Milan probes death threat to Jews at nightclub, dozens of antisemitic incidents

‘Jews to death, rats we are coming to get you in your sewers,’ and ‘Nazi Jews you will pay’ scrawled on bathroom wall; Jewish community on high alert amid Israel-Hamas war

A protester sets the Israeli flag on fire during a pro-Palestinian rally in Milan, Italy, on October 21, 2023. (Piero CRUCIATTI/AFP)
A protester sets the Israeli flag on fire during a pro-Palestinian rally in Milan, Italy, on October 21, 2023. (Piero CRUCIATTI/AFP)

Italian officials are reportedly investigating dozens of antisemitic incidents in Milan tied to the Israel-Hamas war, including one in the bathroom of a nightclub that called for killing Jews.

Messages translated in Italian media to “Jews to death, rats we are coming to get you in your sewers” and “Nazi Jews you will pay,” accompanied by drawings of Arabic crescents and crossed-out Stars of David, were reportedly found in the Bande Nere club in Milan’s former Jewish Quarter on Friday.

“There is a tense and hate-filled atmosphere in the neighborhood that affects everyone,” said one employee at Bande Nere, which is not under Jewish management. Another told Il Giornale, “For now, it’s just writing on the walls, but who can guarantee that something even more serious might not happen tomorrow?”

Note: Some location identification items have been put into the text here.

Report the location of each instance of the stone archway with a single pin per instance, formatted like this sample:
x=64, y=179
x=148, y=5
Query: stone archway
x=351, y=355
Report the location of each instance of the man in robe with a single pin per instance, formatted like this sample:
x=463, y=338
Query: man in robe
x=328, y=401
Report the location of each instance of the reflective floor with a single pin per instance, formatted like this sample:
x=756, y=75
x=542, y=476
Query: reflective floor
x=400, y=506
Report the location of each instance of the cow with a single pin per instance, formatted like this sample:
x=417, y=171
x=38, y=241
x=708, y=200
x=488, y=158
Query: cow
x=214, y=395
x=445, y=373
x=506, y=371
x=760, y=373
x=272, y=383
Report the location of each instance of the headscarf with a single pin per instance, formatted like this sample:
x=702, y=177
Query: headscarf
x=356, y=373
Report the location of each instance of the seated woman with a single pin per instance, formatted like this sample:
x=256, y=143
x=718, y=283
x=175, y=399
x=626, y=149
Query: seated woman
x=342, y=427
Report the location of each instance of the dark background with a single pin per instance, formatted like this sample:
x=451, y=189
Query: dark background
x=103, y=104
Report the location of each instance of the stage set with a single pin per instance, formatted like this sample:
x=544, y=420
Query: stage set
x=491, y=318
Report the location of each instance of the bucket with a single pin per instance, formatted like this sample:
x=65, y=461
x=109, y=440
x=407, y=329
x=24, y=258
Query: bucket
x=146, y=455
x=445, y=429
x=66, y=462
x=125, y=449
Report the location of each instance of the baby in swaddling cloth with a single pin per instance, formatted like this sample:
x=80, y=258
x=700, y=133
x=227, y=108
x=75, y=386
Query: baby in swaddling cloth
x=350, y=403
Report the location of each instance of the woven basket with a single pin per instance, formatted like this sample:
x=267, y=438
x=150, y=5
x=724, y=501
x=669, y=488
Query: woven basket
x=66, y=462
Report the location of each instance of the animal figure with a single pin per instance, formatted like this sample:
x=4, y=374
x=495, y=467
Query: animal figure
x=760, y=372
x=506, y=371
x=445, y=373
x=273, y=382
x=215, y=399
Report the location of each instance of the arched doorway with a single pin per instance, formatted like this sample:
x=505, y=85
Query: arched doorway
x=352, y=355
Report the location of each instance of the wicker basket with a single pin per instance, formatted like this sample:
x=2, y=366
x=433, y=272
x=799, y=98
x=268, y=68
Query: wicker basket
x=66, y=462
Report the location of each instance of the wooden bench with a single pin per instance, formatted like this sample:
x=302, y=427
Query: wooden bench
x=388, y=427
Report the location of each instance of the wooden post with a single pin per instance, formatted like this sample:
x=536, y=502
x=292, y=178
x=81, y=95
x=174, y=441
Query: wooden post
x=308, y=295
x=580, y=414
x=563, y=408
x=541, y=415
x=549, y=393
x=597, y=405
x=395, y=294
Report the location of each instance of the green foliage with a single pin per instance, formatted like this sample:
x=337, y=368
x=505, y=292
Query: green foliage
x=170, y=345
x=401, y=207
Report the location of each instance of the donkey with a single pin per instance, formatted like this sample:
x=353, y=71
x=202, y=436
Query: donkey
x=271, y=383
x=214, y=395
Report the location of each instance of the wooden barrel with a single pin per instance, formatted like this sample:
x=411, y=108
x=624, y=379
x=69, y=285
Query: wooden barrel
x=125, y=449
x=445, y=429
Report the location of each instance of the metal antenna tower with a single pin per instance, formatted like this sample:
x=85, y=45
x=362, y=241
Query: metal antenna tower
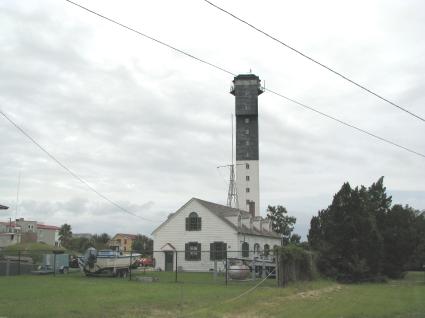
x=232, y=193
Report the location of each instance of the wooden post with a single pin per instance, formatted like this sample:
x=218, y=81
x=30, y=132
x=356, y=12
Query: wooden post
x=131, y=262
x=19, y=262
x=226, y=269
x=176, y=265
x=54, y=264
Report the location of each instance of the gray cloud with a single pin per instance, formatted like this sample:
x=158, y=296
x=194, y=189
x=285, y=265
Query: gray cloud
x=142, y=124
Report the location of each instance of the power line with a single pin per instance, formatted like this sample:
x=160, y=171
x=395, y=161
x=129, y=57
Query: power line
x=69, y=170
x=151, y=38
x=316, y=62
x=233, y=74
x=347, y=124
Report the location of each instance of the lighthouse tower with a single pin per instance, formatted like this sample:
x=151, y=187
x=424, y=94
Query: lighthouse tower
x=246, y=88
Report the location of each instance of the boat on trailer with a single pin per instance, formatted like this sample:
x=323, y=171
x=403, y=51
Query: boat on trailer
x=110, y=262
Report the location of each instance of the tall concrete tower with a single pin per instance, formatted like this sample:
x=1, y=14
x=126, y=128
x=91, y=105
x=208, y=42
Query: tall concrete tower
x=246, y=88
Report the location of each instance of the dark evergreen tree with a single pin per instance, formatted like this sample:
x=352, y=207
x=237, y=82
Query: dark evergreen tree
x=281, y=222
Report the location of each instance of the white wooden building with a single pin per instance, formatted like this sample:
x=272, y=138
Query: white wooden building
x=201, y=232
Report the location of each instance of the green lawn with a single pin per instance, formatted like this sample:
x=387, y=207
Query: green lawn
x=74, y=295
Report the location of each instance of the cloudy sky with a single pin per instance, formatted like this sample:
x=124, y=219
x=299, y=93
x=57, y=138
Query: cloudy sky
x=147, y=127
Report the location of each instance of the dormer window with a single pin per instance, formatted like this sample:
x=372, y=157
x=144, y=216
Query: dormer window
x=193, y=222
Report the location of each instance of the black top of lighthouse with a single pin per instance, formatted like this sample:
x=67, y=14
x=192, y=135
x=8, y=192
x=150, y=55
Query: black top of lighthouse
x=246, y=88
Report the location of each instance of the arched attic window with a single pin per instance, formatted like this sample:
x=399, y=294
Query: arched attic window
x=245, y=249
x=256, y=248
x=193, y=222
x=266, y=249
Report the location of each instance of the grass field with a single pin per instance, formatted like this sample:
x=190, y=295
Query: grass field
x=76, y=296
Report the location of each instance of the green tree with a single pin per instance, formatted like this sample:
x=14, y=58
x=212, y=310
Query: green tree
x=400, y=239
x=360, y=236
x=295, y=239
x=65, y=235
x=347, y=237
x=143, y=245
x=281, y=222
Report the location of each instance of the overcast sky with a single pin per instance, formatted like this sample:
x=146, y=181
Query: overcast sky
x=147, y=127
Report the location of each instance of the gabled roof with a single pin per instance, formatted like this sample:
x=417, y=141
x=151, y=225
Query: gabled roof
x=222, y=212
x=131, y=236
x=47, y=227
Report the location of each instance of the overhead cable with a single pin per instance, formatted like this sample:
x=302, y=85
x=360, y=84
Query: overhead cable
x=317, y=62
x=73, y=174
x=233, y=74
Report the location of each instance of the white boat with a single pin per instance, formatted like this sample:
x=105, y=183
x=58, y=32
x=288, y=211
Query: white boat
x=107, y=262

Local Jewish communal institutions, as they have been throughout the continent since Hamas’s devastating incursion in Israel on October 7, are on high alert in Milan, which is home to around 10,000 Jews — the second-largest community in Italy after Rome. Groups have issued guidelines to individuals and families, advising them to remain vigilant and to not linger in public places for long.

Almost half of parents with children at the Hebrew School of Milan, which has 500 students, had kept them at home immediately after Hamas’s massacre. But the school’s principal, Marco Camerini, told the Corriere della Sera newspaper on Friday that “attendance is back to regular.”

Walker Meghnagi, president of the Jewish Community of Milan, lost a granddaughter in the October 7 onslaught. Having just returned from Tel Aviv, he has emphasized maintaining a sense of calm.

“The Community of Milan continues to live quietly as it has always done, keeping its guard up… I can confirm that we have not, and I have not received any threats related to what is happening in Israel; we have no reason to worry. And above all, we do not engage in politics,” he told La Reppublica.

Tensions were palpable during a demonstration in Milan on Saturday, where approximately 4,000 protesters rallied in support of the Palestinian cause. Some chanted “Open the borders so we can kill the Zionists,” La Reppublica reported, and some held signs with the image of Anne Frank wearing a keffiyeh, or Arabic scarf.

Responding to the rally, Meghnagi said: “In Milan, for now, there are no problems; let’s hope it goes on like this; let’s think about what is happening in Israel instead.”

There has been a spike in reported antisemitic incidents around the world since Hamas’s brutal assault, in which terrorists slaughtered over 1,400 people, mostly civilians, and took at least 220 hostages in Gaza.